Does any attendee maybe want to write a very short proposal “groups”, linking to this post ?
Just create a topic in this category …

1 Like

@Sebastian that APConf sub-category does not yet exist (or is restricted).

Hm, I can see six proposals by different people and other posts in the category.
So, @how : Is the category maybe restricted to a group?

Bumping… this discussion has unfinished biz   :slight_smile:


Re-using this topic as it is still open. I’m currently implementing FEP-400e from @grishka, in order to provide a complete project-agnostic groups implementation covering every known groups implementation and quirk (there are a fair number of these and I suspect we’ll have even more before all is said and done). Some questions came up.

If an actor has publicly-appendable collections, its server MAY include them as additional fields in its ActivityPub representation. For example, user actors may specify the link to their walls, or groups may specify the link to the collection of their photo albums.

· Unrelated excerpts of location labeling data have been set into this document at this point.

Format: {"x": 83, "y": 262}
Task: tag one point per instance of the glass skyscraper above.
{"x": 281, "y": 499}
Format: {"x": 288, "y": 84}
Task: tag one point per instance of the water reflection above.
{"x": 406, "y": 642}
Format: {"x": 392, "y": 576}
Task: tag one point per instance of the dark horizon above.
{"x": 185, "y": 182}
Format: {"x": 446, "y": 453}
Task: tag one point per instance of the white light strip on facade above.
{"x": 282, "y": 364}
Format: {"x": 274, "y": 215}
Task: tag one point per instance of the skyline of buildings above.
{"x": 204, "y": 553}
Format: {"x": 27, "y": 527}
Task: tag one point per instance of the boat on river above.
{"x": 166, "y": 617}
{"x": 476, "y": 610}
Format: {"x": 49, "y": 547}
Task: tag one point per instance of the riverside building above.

Implementations MAY use the presence or absence of specific collection to determine whether the actor’s server supports features that depend on that collection and alter their UIs accordingly.

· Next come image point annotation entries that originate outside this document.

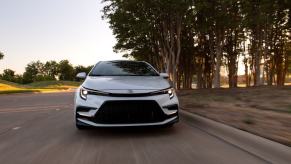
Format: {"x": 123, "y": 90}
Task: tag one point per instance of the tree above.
{"x": 1, "y": 55}
{"x": 193, "y": 39}
{"x": 66, "y": 70}
{"x": 8, "y": 75}
{"x": 31, "y": 71}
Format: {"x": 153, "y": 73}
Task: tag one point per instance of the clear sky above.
{"x": 45, "y": 30}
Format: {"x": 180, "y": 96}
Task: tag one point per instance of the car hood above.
{"x": 135, "y": 84}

What is the proposal for indicating these writable collections in the actor record? It’s OK if this is just a hack. I just need to know what it is so we can use it and alter our behaviour accordingly. I’m more concerned at the moment with the “wall” than photo albums, but if there’s an example actor record that shows what is planned for both it would be sweet.

The next question is about using Create/Note/Collection (type, object,target). In the original AP/AS specifications, it was suggested that such activities should be Add/Note/Collection (not explicitly, but more or less inferred in the description of ‘Add’ and also the text in section 5.8.2 “Collection Management”). I intend to provide this as a general collection management interface and as recommended in the spec. Is there any chance that Smithereen could also do this, or should we also support Create/Note/Collection purely for Smithereen compatibility?

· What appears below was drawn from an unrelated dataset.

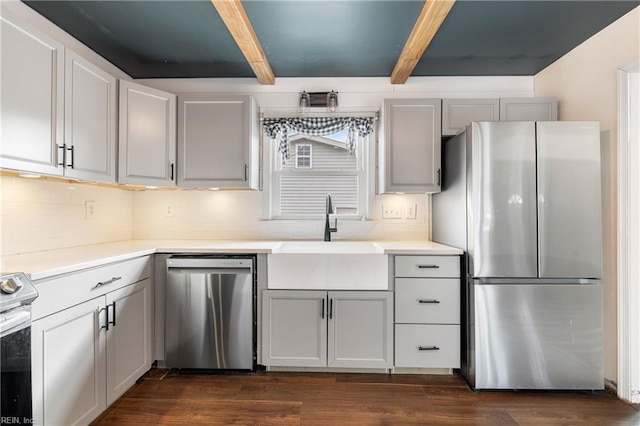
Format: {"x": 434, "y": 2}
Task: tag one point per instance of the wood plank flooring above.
{"x": 262, "y": 398}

Third question. Regardless of the answer to the second question, there are different behaviours depending on the audience of the activity. If the activity is public, we don’t intend to add the Note to the wall (technically the outbox). This is more a published report of an activity that already happened - “Joe added a note to the Foobar group’s outbox”. Whereas if there is a single recipient (the owner of the wall) it can be taken as a directive to actually perform the activity rather than just report that it happened. Not sure how best to clarify this difference other than by looking at the audience and seeing if the collection belongs to the single recipient and ignore it if the activity is addressed more widely.

Fourth question (slightly related to the third): If the collection operation fails (lack of permission), is it even appropriate to notify anybody else besides the wall owner of the collection operation? I would say no, but I know there are a lot of people in this forum that would disagree and say the actor should be able to tell anybody anything at all, and the success or failure of the operation isn’t relevant. Because free speech. But if the activity is “Joe added a note to foobar group’s outbox” and it didn’t actually get added to foobar group’s outbox because Joe isn’t a member, such an activity is a lie and should not be sent.

I’m merely suggesting that any kind of activity with a collection target might require a bit of extra care to define the activity audience; which would let receivers know for certain whether this was a request to perform the operation or an activity reporting that it happened. Without looking at the activity audience, the desired action on receipt of the activity is ambiguous.